The statement showed the increase was driven by an operating income worth QAR15.8bn ($4.3bn) which increased by 7.3% in 2014 compared to the previous year. Moreover, the bank attributed the profit increase to the group’s success in achieving strong growth across the range of revenue sources.
Prior the QNB statement, financial and market analysts were expecting the jump in the bank’s net profits to 12%, especially with the 13.7% increase in profits in the first quarter of 2014.
QNB total shareholders’ equity reached QAR58bn ($15.9bn), while the Total Assets stood at QAR486bn ($2.7bn). The statement said QNB net loans and Advances inched up by 8.8%, reaching QAR338bn ($92.8bn), while the earnings per share reached QAR14.9 ($4.1), compared to QAR13.5 ($3.7) in December 2013.

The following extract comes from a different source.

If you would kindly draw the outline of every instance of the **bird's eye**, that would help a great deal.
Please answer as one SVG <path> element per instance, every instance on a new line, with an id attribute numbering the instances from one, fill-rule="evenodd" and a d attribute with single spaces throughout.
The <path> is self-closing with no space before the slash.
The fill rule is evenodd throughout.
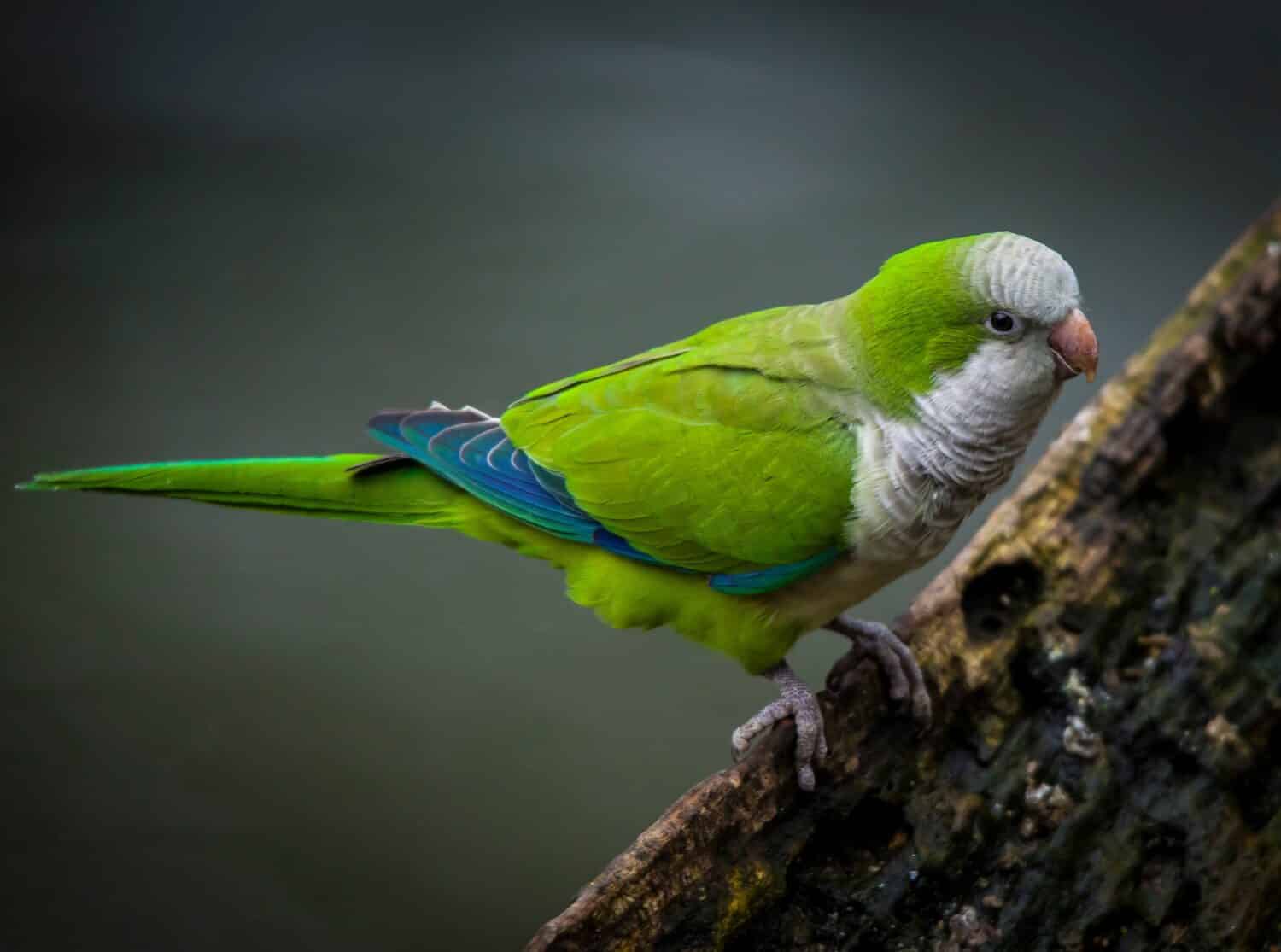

The QNB group is a leading bank in the Middle East and North Africa region with acquisition of almost 45% of the total domestic assets of the banking sector in Qatar. Founded in 1964, the bank was first Qatari-owned commercial bank. Its ownership structure splits between the Qatar Investment Authority (QIA) by 50% and the private sector with the other 50%.
In 2013, the Egyptian Financial Supervisory Authority (EFSA) approved QNB’s offer to buy 100% of National Société Générale Bank (NSGB), with the bank now called QNB Al-Ahly. In September 2014, QNB announced the acquisition of a 12.5% stake (both ordinary and convertible preference shares) in African bank Ecobank.
Meanwhile, the statement emphasised that based on the strong financial results for 2014 and consistent with QNB Group’s aim of maximising returns to shareholders. The Board of Directors is recommending to the General Assembly the distribution of a cash dividend of 75% of the nominal share value with QAR7.5 ($2.1) per share.